Koniczynka47 pisze:Jak zostanie mi jakaś nadwyżka chętnych to chętnie się z każdym podzielę. :)

Bardzo dziękuję, przyda się jak nic :D

Koniczynka47 pisze:Umowę spisałam, ale nie jakąś rozbudowaną, ot, jednostronicowa :wink: bo kot zachipowany. Resztę regulują stosowne ustawy.

Lubię robić dłuższe umowy ;)
Chociaż widmo inwigilacji mnie też by niepokoiło. Kwestia dogadania się obu stron.
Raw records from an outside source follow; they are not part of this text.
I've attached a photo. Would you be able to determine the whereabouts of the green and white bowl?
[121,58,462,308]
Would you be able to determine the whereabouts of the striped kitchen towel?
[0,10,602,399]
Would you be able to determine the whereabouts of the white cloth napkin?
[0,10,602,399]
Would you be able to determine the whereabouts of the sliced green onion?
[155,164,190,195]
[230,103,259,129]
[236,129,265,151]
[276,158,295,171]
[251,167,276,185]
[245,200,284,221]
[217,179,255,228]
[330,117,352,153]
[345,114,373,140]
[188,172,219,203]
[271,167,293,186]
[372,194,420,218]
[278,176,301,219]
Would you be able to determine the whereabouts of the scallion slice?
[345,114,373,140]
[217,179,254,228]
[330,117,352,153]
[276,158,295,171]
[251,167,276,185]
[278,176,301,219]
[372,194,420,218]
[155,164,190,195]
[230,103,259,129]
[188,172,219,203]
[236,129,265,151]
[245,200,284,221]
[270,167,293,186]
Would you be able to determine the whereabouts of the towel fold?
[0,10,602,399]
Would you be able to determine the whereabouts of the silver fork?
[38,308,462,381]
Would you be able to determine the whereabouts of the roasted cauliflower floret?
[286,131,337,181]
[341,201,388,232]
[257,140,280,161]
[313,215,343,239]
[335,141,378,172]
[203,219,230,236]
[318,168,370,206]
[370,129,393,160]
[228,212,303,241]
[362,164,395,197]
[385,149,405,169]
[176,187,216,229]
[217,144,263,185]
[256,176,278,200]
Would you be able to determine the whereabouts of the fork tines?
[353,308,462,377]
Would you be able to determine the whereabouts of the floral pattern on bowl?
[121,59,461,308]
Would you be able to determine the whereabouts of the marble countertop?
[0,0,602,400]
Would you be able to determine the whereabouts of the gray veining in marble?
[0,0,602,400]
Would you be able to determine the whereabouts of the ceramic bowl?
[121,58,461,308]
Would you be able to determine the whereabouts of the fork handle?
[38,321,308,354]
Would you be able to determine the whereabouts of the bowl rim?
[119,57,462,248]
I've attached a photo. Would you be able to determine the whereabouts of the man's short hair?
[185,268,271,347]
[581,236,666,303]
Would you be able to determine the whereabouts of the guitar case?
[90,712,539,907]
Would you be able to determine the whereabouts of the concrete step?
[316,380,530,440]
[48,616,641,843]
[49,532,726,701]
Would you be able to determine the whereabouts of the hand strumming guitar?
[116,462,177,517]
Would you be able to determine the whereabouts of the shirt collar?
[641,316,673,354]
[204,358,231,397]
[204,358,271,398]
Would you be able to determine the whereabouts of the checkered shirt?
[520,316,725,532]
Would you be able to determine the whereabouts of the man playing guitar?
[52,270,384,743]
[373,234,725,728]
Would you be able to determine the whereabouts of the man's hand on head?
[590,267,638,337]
Koniczynka47 pisze:Poza tym, gdyby osoba tworząca te paragrafy miała choć jakiekolwiek pojęcie o szkoleniu to wiedziałaby, że halter jest niezwykle przykry a i czasem wręcz niebezpieczny dla psa oraz, że czasem może okazać się konieczne użycie ww "zabronionego" sprzętu typu kolczatka - podobnie jak i innej awersji do szkolenia, a wtedy punkt umowy złamany (jakby się podczepić to i psa odebrać można). A jak się odbierze to jeszcze pokaźne kary finansowe (chyba tysiak) oraz obowiązek łożenia na psa (ok 300zł m-cznie) do czasu znalezienia nowego ds. Czyli jeśli ów pies nie znajdzie domu przez rok to będzie to kosztowało 3600zł plus tysiak czyli prawie pięć tysięcy.

8O Takiej umowy też bym nie podpisała 8O
Z moich obecnych obserwacji wychodzi na to, że przede wszystkim moje ogłoszenia mają za dużo treści. Technik u mojej wet powiedziała (gdzie też zostawiłam ogłoszenie), że ludzie tam wpadają, czytają te krótkie a długie omijają. Może coś w tym jest. Ja lubię długie opisy (przynajmniej na ten moment), ale chyba znów jestem w mniejszości. Czas skrócić.
Wymagania proste:
- podpisanie umowy
- wykastrowanie kota w przyszłości (bo teraz jest za młody)
- wizyta przedadopcyjna
- dom niewychodzący
- zabezpieczone okna i balkon
Ale może jak są tak po kolei, to też odstrasza?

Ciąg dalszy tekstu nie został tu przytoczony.